Jusqu'au mois de mai, le mot "rigueur" était tabou à droite. Puis les langues se sont déliées, d'abord en dehors du gouvernement. Et François Fillon lui-même a fini par utiliser le terme si honni... Retour sur des mois de tergiversations.
Temps 1: La majorité fait bloc contre la rigueur
6 mars 2008 - Nicolas Sarkozy, Président de la République
"Je ne crois pas aux plans de rigueur. Ils ne mènent à rien."
19 août 2008 - Éric Woerth, ministre du Budget
"C'est une politique de rigueur dont nous ne voulons pas."
8 mai 2010 - Henri Guaino, conseiller du chef de l'État
"La "rigueur", c'est l'ajustement économique par la baisse du pouvoir d'achat. Ce n'est pas du tout la politique du président de la République et du gouvernement."
8 mai 2010 - François Fillon,
Premier ministre
La France est "loin d'un plan de rigueur" qui "n'existe pas et qui n'existera pas", "La rigueur, c'est quand on réduit les dépenses et qu'on augmente les impôts. Nous, nous avons choisi, le
plan de relance mis à part, de réduire la pression fiscale lorsque c'était possible et de diminuer la dépense publique. Nous sommes donc dans une gestion qui n'est pas celle d'un plan de
rigueur."
10 mai 2010 - Frédéric Lefebvre, porte-parole de l'UMP
"En langage économique, le mot rigueur, ça veut dire une augmentation généralisée des impôts. Ça a été le cas avec M. Mauroy, M. Barre, et M. Juppé dans le passé."
Temps 2 : La droite se résigne, le gouvernement nie toujours
10 mai 2010 - Jean-François Copé,
président du groupe UMP à l'Assemblée nationale
"Moi, le mot que j'utilise c'est le mot de rigueur, après tout on n'est pas là pour se battre sur les mots."
28 juin 2010 - Jean-François Copé, président du groupe UMP à l'Assemblée nationale
"Oui, on y est.[dans la rigueur] La crise grecque a servi de révélateur brutal. C'est comme si l'addition de trente années de petites reculades et de petites lâchetés arrivait sur la table et
commandait d'être réglée immédiatement."... "Je revendique d'avoir été le premier à dire qu'il fallait une politique de rigueur."
30 juin 2010 -
Alain Juppé, ancien Premier ministre
"Aussi les circonlocutions autour des mots rigueur, austérité, responsabilité me paraissaient-elles un peu dérisoires."
Temps 3 : le gouvernement finit lui aussi par accepter
30 juin 2010 - François Baroin, ministre du Budget
"Ce n'est pas un gros mot.
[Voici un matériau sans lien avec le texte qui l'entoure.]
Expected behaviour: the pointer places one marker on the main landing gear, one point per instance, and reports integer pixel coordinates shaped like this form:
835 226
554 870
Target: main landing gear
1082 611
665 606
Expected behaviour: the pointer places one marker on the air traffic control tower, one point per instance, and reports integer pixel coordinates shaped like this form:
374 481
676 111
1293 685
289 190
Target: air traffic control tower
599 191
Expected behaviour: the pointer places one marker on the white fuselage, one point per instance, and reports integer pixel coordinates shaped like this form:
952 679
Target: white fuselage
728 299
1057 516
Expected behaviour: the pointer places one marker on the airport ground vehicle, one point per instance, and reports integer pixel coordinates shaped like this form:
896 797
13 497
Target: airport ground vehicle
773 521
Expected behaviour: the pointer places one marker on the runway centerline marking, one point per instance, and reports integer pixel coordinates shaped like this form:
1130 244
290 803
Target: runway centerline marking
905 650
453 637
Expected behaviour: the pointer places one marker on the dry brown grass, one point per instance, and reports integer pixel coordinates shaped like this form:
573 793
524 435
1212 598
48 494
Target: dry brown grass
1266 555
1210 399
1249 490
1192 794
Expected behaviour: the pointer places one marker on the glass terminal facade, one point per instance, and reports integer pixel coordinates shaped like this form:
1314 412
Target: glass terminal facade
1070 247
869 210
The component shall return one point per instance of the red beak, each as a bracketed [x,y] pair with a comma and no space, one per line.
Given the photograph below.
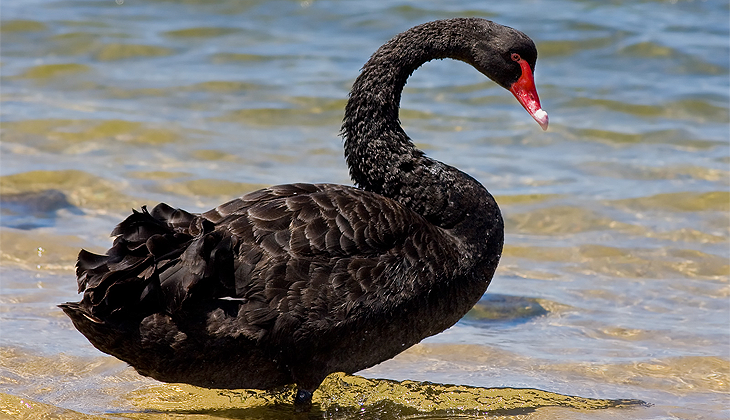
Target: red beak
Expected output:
[526,93]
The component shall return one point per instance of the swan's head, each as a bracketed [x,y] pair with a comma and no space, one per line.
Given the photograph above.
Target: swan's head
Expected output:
[508,57]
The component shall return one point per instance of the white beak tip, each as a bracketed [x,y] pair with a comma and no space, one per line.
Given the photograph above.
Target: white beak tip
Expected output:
[541,117]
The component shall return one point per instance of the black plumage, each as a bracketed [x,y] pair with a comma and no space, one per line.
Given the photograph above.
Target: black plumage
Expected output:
[290,283]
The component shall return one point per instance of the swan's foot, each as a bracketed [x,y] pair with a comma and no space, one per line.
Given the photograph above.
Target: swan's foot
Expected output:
[302,401]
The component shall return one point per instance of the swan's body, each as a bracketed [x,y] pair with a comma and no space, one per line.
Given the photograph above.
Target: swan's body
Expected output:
[291,283]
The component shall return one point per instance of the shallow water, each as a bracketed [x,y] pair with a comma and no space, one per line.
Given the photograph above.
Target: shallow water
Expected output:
[614,280]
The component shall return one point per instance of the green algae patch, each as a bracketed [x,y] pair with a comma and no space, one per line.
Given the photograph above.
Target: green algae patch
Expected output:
[48,71]
[212,188]
[494,307]
[679,202]
[81,189]
[22,25]
[201,32]
[77,136]
[345,394]
[24,408]
[113,52]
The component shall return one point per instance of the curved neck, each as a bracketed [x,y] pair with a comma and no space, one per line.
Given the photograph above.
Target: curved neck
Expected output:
[380,155]
[371,127]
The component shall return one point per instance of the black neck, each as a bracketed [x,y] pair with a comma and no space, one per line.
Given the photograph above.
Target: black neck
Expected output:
[380,155]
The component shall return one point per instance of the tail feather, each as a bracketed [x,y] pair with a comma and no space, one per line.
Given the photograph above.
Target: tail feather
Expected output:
[126,279]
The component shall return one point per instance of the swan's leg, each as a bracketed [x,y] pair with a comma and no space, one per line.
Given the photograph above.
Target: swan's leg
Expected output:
[303,400]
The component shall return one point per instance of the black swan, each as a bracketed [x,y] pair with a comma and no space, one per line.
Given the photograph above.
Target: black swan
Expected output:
[290,283]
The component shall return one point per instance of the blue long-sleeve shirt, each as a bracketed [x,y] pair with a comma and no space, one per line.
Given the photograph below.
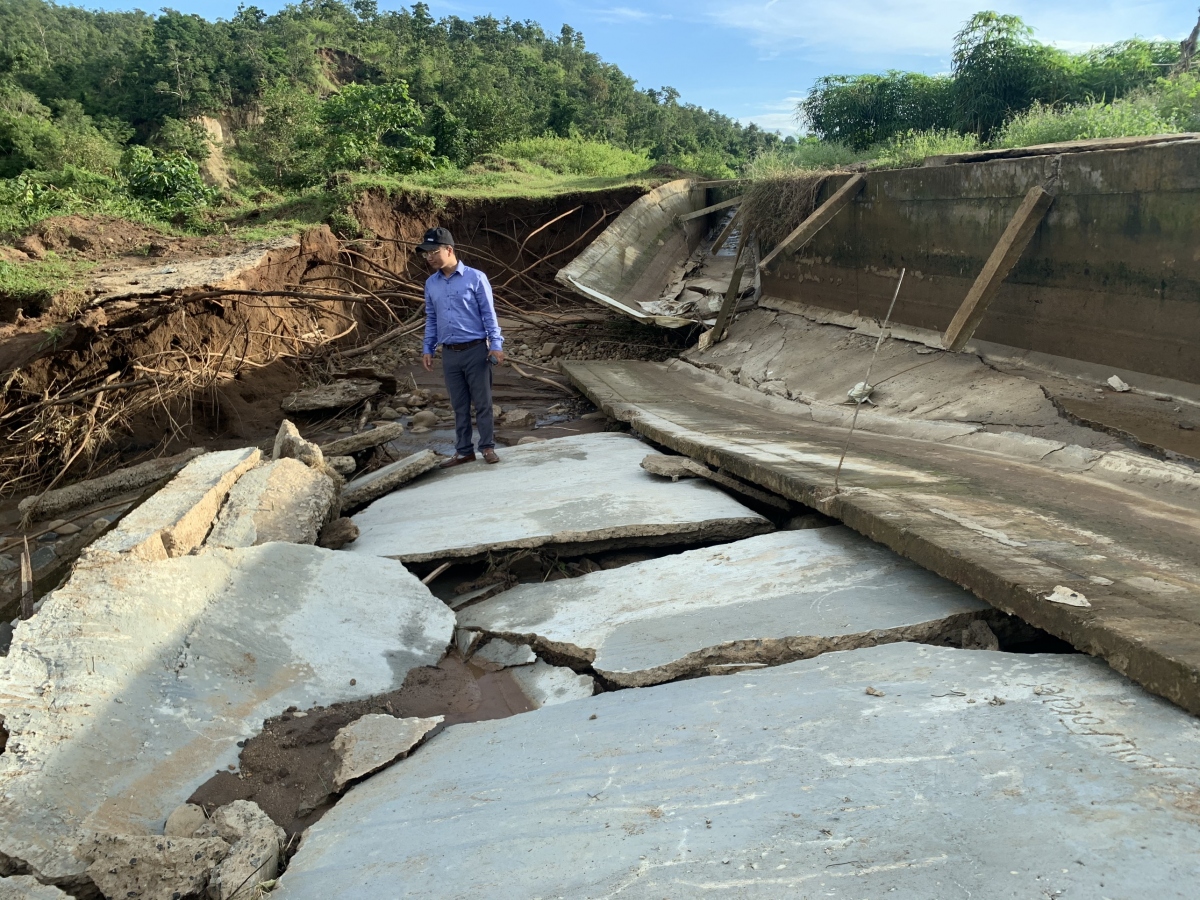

Rigueur ou pas rigueur, autant disserter sur le sexe des anges."
4 juillet 2010 - Christine Lagarde,
ministre de l'Économie
La France mène une politique de "rilance". "Relance ou rigueur, ce n'est pas un choix, ce n'est pas un noeud gordien pour moi". Entre rigueur et relance, la "rilance" est un "subtil dosage
(...) qui consiste en réalité à réduire la dépense publique là où ce sera le moins douloureux pour la perspective de relance de l'activité".
12 juillet 2010 - Nicolas Sarkozy, Président de la République
"Le mot rigueur est connoté", il s'apparente à la baisse des salaires et hausse des impôts, "je ne le ferai pas." "Ce qui ne me fait pas peur, c'est le mot rigoureux. Rigoureux, ça veut dire
qu'on revient à l'équilibre" des comptes publics.
16
juillet 2010 - François Fillon, Premier ministre
"C'est la raison pour laquelle dans tous les budgets de l'Etat, le seul qui n'est pas soumis à la rigueur, c'est le budget de l'Enseignement supérieur et de la recherche."